Art. 2.Onze Minister van Werk is belast met de uitvoering van dit besluit.

Gegeven te Châteauneuf-de-Grasse, 24 augustus 2005.

ALBERT Van Koningswege : Voor de Minister van Werk, afwezig : De Minister van Begroting en Overheidsbedrijven, J. VANDE LANOTTE _______ Nota (1) Verwijzingen naar het Belgisch Staatsblad : Wet van 5 december 1968, Belgisch Staatsblad van 15 januari 1969. Koninklijk besluit van 16 januari 1975, Belgisch Staatsblad van 31 januari 1975.

Bijlage Paritair Comité voor de ondernemingen van technische land- en tuinbouwwerken Collectieve arbeidsovereenkomst van 8 januari 2002 Conventioneel brugpensioen (Overeenkomst geregistreerd op 31 januari 2002 onder het nummer 60904/CO/132) HOOFDSTUK I. - Toepassingsgebied

Artikel 1.Deze collectieve arbeidsovereenkomst is van toepassing op de werkgevers en werknemers die ressorteren onder het Paritair Comité voor de ondernemingen van technische land- en tuinbouwwerken. HOOFDSTUK II. - Rechthebbenden

Art. 2.Om te kunnen genieten van de bepalingen van deze collectieve arbeidsovereenkomst, dienen de werknemers te voldoen aan de voorwaarden vastgelegd in het koninklijk besluit van 7 december 1992 betreffende de toekenning van werkloosheidsuitkeringen in geval van conventioneel brugpensioen (Belgisch Staatsblad van 11 december 1992) en dienen zij op het ogenblik waarop de arbeidsovereenkomst werkelijk wordt beëindigd, de leeftijd van 58 jaar bereikt te hebben. HOOFDSTUK III. - Aanvullende vergoeding

Art. 3.De werknemers bedoeld in artikel 2, hebben na ontslag recht op een aanvullende vergoeding ten laste van hun werkgever. Die aanvullende vergoeding wordt toegekend vanaf het einde van de wettelijke opzeggingstermijn tot aan de pensioengerechtigde leeftijd.

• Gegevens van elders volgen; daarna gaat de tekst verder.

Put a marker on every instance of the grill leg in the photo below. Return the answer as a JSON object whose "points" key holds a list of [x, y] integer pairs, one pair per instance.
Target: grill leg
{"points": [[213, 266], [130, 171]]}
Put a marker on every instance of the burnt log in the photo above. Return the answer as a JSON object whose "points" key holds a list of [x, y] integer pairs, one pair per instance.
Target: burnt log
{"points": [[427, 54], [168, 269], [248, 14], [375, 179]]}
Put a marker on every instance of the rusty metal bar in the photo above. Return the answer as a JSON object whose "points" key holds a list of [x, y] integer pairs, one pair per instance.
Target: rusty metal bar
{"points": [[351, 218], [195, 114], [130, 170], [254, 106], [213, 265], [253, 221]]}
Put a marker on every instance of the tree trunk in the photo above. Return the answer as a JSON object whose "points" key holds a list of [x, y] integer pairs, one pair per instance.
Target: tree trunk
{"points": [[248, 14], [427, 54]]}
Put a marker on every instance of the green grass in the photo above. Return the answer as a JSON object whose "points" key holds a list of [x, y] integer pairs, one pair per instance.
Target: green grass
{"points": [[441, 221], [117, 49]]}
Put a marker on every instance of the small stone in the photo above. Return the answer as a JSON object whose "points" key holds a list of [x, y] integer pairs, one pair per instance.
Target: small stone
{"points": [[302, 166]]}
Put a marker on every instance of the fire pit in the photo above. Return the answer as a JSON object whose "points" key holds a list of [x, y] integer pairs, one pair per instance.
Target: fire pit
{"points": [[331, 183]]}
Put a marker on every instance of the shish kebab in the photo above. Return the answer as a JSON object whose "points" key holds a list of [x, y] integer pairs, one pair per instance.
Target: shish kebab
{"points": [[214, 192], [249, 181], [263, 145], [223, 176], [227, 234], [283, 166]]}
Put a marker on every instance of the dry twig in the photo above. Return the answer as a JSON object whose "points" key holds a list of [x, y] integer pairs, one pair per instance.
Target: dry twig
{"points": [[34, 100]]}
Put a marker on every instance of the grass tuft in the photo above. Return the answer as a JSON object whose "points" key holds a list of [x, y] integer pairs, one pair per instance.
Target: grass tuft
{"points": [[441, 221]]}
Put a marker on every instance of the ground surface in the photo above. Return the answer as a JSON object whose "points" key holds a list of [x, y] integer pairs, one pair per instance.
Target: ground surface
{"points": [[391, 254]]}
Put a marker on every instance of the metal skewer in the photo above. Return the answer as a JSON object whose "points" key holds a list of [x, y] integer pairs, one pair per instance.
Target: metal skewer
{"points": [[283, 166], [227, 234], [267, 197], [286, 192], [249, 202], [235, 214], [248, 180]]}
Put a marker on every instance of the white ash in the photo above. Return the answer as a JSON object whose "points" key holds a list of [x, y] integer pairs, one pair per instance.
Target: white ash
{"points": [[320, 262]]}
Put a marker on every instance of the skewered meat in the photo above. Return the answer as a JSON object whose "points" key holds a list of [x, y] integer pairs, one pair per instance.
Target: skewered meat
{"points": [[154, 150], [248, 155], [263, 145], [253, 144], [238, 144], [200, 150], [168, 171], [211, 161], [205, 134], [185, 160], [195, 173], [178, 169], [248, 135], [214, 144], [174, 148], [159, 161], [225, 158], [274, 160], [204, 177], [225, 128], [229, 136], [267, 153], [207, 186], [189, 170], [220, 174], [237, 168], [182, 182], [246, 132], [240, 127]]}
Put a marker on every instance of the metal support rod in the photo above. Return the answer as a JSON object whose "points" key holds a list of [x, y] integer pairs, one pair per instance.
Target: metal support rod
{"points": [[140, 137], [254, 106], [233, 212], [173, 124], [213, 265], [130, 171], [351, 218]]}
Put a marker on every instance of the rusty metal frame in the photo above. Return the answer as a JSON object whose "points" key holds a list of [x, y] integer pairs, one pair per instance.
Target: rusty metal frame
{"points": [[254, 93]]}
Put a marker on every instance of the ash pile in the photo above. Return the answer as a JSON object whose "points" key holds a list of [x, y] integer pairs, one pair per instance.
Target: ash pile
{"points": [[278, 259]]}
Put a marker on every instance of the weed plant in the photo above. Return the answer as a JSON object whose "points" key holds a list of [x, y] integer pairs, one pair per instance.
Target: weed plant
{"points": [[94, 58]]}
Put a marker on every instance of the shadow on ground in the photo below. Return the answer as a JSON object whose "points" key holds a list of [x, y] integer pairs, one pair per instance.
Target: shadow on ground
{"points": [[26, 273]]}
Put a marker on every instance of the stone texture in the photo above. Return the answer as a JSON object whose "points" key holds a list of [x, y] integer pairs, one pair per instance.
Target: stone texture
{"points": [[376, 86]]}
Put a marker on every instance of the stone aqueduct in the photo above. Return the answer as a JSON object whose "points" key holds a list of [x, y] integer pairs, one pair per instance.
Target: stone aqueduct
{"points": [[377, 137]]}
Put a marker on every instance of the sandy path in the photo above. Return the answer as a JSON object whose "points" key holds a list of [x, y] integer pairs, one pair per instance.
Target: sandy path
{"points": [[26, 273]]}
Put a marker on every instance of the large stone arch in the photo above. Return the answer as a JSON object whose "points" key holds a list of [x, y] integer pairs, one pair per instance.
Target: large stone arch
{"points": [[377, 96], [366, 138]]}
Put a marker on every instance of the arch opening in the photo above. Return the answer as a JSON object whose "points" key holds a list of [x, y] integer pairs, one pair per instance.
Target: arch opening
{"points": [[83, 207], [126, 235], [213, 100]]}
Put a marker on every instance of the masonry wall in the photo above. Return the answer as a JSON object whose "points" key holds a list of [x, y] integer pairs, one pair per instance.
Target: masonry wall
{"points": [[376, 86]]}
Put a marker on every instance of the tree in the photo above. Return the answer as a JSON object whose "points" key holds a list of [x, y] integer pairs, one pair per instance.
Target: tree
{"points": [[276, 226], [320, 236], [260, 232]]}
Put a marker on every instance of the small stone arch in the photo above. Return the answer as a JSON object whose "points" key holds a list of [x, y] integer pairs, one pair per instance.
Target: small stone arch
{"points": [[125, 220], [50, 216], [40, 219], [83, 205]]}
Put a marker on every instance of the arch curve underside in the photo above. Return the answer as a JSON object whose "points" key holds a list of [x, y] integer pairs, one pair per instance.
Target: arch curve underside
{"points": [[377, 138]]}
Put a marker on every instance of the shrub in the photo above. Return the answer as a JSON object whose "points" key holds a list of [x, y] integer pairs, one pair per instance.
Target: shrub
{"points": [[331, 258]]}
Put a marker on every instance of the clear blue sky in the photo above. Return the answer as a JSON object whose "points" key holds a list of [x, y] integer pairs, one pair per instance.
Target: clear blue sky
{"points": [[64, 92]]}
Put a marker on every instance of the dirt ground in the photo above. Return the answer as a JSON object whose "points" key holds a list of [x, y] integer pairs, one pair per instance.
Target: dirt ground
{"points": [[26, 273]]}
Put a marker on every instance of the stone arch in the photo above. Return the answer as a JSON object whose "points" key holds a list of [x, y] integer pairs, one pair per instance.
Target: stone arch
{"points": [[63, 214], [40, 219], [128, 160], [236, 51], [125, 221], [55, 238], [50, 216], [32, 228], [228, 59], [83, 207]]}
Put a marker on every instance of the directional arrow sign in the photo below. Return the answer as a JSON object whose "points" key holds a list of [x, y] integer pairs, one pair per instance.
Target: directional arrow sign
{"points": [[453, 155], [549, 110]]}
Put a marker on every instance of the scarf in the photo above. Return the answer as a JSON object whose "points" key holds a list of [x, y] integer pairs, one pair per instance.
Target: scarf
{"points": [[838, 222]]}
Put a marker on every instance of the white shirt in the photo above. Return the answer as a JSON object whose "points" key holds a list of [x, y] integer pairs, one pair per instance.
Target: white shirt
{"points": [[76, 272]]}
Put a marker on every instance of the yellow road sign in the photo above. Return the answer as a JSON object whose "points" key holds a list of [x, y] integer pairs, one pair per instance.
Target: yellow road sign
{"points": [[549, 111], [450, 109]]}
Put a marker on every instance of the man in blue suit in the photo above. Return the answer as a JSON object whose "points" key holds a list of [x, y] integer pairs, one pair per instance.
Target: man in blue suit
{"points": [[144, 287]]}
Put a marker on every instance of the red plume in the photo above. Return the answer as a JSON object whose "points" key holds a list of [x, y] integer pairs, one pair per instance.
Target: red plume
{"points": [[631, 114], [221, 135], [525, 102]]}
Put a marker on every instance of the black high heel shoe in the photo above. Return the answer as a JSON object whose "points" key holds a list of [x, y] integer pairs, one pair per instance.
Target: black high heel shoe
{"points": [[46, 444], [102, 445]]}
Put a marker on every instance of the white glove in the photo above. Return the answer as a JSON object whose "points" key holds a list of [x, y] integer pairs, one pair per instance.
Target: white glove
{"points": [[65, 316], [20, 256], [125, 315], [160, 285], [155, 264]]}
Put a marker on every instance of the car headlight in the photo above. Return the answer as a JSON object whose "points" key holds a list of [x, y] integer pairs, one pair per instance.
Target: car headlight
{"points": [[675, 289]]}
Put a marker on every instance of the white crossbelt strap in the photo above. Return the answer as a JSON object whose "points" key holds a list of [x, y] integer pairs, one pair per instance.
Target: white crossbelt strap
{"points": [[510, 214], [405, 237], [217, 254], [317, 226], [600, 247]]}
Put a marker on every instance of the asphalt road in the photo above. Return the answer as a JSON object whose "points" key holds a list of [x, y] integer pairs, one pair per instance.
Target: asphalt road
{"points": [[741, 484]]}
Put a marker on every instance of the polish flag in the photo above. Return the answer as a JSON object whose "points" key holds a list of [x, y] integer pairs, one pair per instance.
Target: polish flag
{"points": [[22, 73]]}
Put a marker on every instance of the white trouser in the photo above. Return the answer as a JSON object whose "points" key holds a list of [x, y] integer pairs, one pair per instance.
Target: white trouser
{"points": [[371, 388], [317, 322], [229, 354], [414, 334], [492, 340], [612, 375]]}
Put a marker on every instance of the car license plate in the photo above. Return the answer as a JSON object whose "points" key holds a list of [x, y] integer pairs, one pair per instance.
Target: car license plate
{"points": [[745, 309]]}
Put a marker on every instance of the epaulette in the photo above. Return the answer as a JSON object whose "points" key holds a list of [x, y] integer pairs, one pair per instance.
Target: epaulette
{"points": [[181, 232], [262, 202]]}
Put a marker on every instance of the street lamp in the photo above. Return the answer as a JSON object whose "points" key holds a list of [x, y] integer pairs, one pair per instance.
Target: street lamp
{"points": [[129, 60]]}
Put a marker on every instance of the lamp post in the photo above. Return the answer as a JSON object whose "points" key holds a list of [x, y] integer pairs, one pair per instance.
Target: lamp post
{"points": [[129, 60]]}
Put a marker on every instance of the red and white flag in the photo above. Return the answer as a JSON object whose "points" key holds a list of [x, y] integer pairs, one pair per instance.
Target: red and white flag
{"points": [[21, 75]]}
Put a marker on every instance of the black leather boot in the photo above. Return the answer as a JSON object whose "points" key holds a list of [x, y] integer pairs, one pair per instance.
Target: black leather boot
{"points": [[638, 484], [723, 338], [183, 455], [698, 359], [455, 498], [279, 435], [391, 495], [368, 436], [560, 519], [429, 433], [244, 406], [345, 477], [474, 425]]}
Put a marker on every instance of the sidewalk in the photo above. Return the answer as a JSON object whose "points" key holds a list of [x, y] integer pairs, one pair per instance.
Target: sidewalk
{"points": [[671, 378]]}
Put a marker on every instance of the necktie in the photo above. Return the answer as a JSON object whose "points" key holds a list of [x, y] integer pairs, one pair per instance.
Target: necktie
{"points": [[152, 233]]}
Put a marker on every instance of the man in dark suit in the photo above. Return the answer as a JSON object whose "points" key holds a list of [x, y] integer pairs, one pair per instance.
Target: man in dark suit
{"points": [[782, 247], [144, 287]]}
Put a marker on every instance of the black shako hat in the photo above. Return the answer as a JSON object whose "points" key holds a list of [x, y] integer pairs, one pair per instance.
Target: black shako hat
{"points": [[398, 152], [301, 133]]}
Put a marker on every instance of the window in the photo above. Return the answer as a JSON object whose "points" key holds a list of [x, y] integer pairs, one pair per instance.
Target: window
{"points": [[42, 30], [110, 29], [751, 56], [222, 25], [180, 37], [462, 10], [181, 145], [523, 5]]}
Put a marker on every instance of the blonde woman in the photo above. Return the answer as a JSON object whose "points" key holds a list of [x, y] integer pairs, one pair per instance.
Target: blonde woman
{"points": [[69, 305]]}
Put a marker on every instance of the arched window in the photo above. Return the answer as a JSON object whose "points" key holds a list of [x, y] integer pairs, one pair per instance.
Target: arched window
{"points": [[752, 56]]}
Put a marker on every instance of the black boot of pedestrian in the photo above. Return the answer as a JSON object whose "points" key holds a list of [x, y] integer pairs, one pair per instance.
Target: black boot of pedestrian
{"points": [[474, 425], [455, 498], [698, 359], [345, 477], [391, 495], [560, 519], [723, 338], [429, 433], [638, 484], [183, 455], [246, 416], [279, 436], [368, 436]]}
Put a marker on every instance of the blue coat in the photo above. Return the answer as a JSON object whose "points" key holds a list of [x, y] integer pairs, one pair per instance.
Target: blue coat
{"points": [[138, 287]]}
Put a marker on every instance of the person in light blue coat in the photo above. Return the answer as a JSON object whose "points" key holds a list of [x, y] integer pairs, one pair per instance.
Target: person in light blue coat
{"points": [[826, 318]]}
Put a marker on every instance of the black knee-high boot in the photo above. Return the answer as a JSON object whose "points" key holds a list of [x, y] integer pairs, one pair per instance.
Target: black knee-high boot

Art. 4.De aanvullende vergoeding is gelijk aan de helft van het verschil tussen het netto refertemaandloon en de werkloosheidsuitkering en wordt berekend en aangepast overeenkomstig de bepalingen van de collectieve arbeidsovereenkomst nr. 17 van de Nationale Arbeidsraad. HOOFDSTUK IV. - Tussenkomst van het waarborg- en sociaal fonds in de aanvullende vergoeding

Art. 5.Het "Waarborg- en Sociaal Fonds voor de ondernemingen van technische land- en tuinbouwwerken", opgericht bij collectieve arbeidsovereenkomst van 25 mei 1976, tot oprichting van een fonds voor bestaanszekerheid en tot vaststelling van zijn statuten, algemeen verbindend verklaard bij koninklijk besluit van 4 oktober 1976, bekendgemaakt in het Belgisch Staatsblad van 30 oktober 1976, betaalt aan de werkgever de in artikel 3 bedoelde aanvullende vergoeding, met inbegrip van de bijzondere maandelijkse werkgeversbijdrage, terug.

Art. 6.Alleen de werkgevers waarvan bruggepensioneerde werknemers gedurende de twee jaren voorafgaand aan hun brugpensioen onafgebroken door een arbeidsovereenkomst verbonden zijn geweest met een werkgever die onder het Paritair Comité voor de ondernemingen van technische land- en tuinbouwwerken ressorteert, kunnen genieten van de in artikel 5 bedoelde tussenkomst.

Art. 7.Onverminderd artikel 4 van deze collectieve arbeidsovereenkomst, wordt de tussenkomst door het waarborg- en sociaal fonds berekend op basis van het gemiddelde van de lonen die de werknemer heeft ontvangen gedurende de twaalf maanden voorafgaand aan zijn brugpensioen, en niet op basis van het loon van de refertemaand.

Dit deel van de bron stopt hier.